After generating the embeddings, you can use the dashboard app to visualize them

### Instructions to Run the Dashboard App

1. Ensure that the embeddings have been generated and saved in the cache directory.
2. Navigate to the directory containing `app.py`.
3. Run the app using the command:
   ```
   python app.py
   ```
4. Open the provided URL (usually `http://0.0.0.0:3000`) in your web browser.

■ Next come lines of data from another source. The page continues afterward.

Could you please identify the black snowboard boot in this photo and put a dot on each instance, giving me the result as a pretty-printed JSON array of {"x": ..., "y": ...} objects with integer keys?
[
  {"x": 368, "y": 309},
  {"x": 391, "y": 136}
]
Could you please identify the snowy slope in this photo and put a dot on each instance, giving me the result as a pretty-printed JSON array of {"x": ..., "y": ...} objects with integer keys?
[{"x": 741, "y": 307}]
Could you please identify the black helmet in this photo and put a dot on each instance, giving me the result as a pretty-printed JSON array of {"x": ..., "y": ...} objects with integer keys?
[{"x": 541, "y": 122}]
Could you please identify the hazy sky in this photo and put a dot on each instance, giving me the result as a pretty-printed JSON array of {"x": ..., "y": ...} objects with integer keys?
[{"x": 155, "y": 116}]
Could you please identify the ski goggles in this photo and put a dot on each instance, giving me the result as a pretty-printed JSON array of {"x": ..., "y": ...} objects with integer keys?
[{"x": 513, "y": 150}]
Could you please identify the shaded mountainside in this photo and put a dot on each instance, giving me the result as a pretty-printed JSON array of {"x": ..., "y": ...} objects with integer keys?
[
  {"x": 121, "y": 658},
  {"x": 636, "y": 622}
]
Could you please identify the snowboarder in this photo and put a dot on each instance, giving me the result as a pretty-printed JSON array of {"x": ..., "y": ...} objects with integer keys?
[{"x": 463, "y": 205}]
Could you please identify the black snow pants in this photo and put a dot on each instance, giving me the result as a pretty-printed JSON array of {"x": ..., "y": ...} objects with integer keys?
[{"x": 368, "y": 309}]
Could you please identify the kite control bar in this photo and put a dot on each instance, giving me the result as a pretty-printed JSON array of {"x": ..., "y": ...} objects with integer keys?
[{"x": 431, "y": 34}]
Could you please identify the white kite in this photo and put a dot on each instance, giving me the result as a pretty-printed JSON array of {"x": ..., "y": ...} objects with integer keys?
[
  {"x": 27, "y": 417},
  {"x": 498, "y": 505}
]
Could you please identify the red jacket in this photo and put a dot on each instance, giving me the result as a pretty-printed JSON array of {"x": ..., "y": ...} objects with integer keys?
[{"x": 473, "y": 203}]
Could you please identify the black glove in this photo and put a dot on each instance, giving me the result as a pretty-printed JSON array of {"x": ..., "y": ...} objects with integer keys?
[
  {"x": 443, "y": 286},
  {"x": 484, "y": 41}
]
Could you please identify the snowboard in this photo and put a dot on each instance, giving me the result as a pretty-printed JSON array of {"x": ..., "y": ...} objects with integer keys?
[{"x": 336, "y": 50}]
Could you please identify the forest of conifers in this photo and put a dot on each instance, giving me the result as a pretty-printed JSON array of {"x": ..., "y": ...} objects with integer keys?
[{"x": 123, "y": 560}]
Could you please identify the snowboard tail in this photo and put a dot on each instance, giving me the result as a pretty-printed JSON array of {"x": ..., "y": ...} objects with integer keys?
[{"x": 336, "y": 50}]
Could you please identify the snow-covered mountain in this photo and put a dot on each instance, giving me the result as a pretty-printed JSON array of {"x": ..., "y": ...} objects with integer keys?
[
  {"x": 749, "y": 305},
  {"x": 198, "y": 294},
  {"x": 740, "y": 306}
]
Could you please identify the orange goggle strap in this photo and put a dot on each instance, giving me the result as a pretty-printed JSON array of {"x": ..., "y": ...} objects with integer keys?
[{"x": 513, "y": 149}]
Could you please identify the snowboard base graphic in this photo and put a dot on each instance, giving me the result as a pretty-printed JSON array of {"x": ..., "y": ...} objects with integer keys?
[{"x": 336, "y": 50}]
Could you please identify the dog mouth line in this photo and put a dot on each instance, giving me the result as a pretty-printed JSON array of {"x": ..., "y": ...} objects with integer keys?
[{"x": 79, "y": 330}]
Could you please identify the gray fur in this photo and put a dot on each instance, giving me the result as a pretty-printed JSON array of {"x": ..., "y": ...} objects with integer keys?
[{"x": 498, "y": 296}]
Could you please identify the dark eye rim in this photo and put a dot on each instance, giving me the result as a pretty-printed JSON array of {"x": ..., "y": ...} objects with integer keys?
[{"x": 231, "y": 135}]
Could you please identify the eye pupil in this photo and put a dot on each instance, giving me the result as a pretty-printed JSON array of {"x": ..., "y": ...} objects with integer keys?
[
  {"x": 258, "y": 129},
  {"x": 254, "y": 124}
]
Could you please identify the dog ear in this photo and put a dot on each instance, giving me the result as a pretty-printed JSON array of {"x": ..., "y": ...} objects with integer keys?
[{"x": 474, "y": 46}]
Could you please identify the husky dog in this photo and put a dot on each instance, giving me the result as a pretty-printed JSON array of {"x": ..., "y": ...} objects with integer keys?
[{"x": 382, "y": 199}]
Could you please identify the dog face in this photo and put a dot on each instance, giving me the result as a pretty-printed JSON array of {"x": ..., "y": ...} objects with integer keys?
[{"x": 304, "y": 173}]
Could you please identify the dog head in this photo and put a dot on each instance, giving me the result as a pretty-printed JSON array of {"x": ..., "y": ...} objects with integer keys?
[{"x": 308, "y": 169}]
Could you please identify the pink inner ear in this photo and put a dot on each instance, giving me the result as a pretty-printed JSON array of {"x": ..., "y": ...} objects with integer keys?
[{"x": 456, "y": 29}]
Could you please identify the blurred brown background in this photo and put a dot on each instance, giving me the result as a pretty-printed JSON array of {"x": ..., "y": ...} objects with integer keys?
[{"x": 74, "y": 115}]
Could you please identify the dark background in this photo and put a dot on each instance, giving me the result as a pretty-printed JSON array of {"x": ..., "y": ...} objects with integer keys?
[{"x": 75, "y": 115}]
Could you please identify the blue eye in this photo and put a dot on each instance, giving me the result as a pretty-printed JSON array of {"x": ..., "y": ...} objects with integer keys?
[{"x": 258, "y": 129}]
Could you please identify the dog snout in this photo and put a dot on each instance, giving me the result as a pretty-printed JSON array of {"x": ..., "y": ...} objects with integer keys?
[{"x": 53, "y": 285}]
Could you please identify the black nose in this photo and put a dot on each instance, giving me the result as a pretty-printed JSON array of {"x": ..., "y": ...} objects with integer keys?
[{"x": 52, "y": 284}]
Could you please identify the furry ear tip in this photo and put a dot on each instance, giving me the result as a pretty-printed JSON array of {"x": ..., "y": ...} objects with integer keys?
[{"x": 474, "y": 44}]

The dashboard should now display the embeddings and allow you to interact with them.

## Adding New Models

To add new models, update the `embedding_models_info` dictionary in `embedding_utils.py` with the details of the new model.

### Example: Adding a New Hugging Face Model

```python
# In embedding_utils.py
embedding_models_info = {
    'OpenAI': {
        'type': 'openai',
    },
    'YourModelName': {
        'type': 'hf',
        'tokenizer_name': 'your-model-tokenizer-name',
        'model_name': 'your-model-name'
    },
}
```

After updating, you can regenerate embeddings for the new model using the same process.